São debates entre uma mulher negra e um homossexual,
afinal. E mesmo não sendo essa a tônica da nossa escrita, não pode ser
desprezada. Foi uma questão latente durante todos os nossos encontros e ontem
se falou muito sobre o “lugar de fala”. Ana Paula Maia sempre tratou de um
universo muito masculino, machista, e considera que o fato de ela ser uma
mulher negra seja irrelevante em sua carreira. Tenho dúvidas –
independentemente da inegável qualidade de sua escrita, acho que o contraste
entre a figura dela e o texto é um grande chamariz. Ela, como mulher negra da
baixada fluminense, hoje pode escrever sobre o que quiser. Lancei o
questionamento se eu, como rapaz branco homossexual dos jardins me dispusesse a
escrever sobre o universo de miseráveis, de lixeiros, açougueiros, matadores,
presidiários, não seria visto com suspeitas.
Em Iguape. |
Questões que também discuti na sexta-feira no
Festival Literário em Iguape, em debate com Chacal. Ele, homem branco, de olhos
azuis, heterossexual, é um dos maiores nomes da poesia marginal desde os anos
70. Eu, vinte e cinco anos mais novo, garoto branco dos jardins, dividi com ele
a mesa sobre “literatura marginal”; a homossexualidade uma credencial inegável
de minoria que me pertence. Discorri sobre isso, que o fato de ser homossexual
não é apenas uma credencial imediata, mas leva a um percurso próprio que pode me encaixar na marginalidade. Claro que
há muitos gays integrados, coxinhas, cada vez mais; porém eu credito à minha
homossexualidade muito da visão maior de mundo que eu tenho. Se eu fosse
hétero, talvez ficasse acomodado entre meus pares paulistanos privilegiados – o
fato de eu ter de ir além para encontrar pessoas com gostos comuns (seja para
acasalar, seja apenas para compartilhar) é o que me tirou de casa, me fez ser
barman em Londres, surfista em Florianópolis, exilado em Helsinque; fez com que
eu me aproximasse de gente das periferias, de outras origens, outros universos,
porque a cota “gay branco paulistano classe média-alta” é pequena e não me
basta.
A viadagi me levou a essa cidade lindinha, Iguape. |
O debate em Iguape também teve a participação
especial de um morcego, que invadiu o palco montado na praça e ficou dando
rasantes em nós durante a apresentação. AMEI a cidade, uma espécie de Parati
pós-apocalíptica, meio desolada, totalmente vazia, mas lindinha-lindinha, com
um centro histórico rodeado de montanhas e mangues.
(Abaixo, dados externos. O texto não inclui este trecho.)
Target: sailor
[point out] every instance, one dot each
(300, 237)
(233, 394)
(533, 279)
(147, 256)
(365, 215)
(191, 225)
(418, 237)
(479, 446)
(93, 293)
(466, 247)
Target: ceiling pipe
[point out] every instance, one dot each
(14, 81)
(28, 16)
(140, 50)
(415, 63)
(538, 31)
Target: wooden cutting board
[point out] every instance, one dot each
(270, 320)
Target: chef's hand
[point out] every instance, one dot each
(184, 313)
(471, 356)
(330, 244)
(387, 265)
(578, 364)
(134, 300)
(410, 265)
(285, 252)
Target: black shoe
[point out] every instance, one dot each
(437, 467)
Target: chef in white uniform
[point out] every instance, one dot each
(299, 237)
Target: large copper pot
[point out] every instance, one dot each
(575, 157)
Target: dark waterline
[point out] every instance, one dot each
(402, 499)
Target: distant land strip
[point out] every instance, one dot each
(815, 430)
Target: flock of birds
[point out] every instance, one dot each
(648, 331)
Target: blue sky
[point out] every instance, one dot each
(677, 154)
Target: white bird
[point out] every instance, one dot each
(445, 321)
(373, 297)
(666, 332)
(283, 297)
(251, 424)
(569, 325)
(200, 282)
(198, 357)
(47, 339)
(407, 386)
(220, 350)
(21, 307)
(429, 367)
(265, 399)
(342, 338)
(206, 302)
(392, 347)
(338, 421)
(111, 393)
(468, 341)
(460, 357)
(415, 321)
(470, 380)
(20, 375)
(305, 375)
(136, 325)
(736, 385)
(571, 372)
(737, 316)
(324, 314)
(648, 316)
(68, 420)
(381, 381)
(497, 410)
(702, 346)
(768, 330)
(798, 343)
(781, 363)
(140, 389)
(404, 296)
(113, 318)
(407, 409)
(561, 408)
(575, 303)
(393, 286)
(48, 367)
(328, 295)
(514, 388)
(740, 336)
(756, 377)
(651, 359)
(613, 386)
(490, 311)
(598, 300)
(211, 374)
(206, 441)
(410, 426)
Pena que fui e voltei no
mesmo dia - por causa do debate no Rio -, queria ter passado mais tempo, passeado mais pelas ruas, visto
outras mesas do Festival, que também teve nomes como Ferrez, Paulo Lins e
Arnaldo Antunes, sob a curadoria afiada do Eduardo Santana.
Iguape, lá de cima. |
Preciso dizer também que, sinceramente, para mim
tem sido mais interessante debater sobre questões amplas da literatura, ou
mesmo sobre a escrita da Ana Paula, como ontem, do que sobre a minha própria.
Não tenho mais muito a dizer sobre meus livros; pode ser por aquele velho
clichê “tudo o que tinha a dizer está lá escrito”, pode ser também porque o que
está escrito não tem mais a ver comigo. Em Iguape experimentei ler meu “clássico”
“Piranhitas”, como uma pequena amostra do que eu faço (como já fiz tantas
vezes). Tive a estranha sensação de que não me comunicava mais com o texto. Não
sou mais eu lá. E agora sinto um pouco isso com todos meus livros. Mesmo Neve Negra, que é bem recente e ainda
está por sair no próximo mês, me parece algo menos pessoal.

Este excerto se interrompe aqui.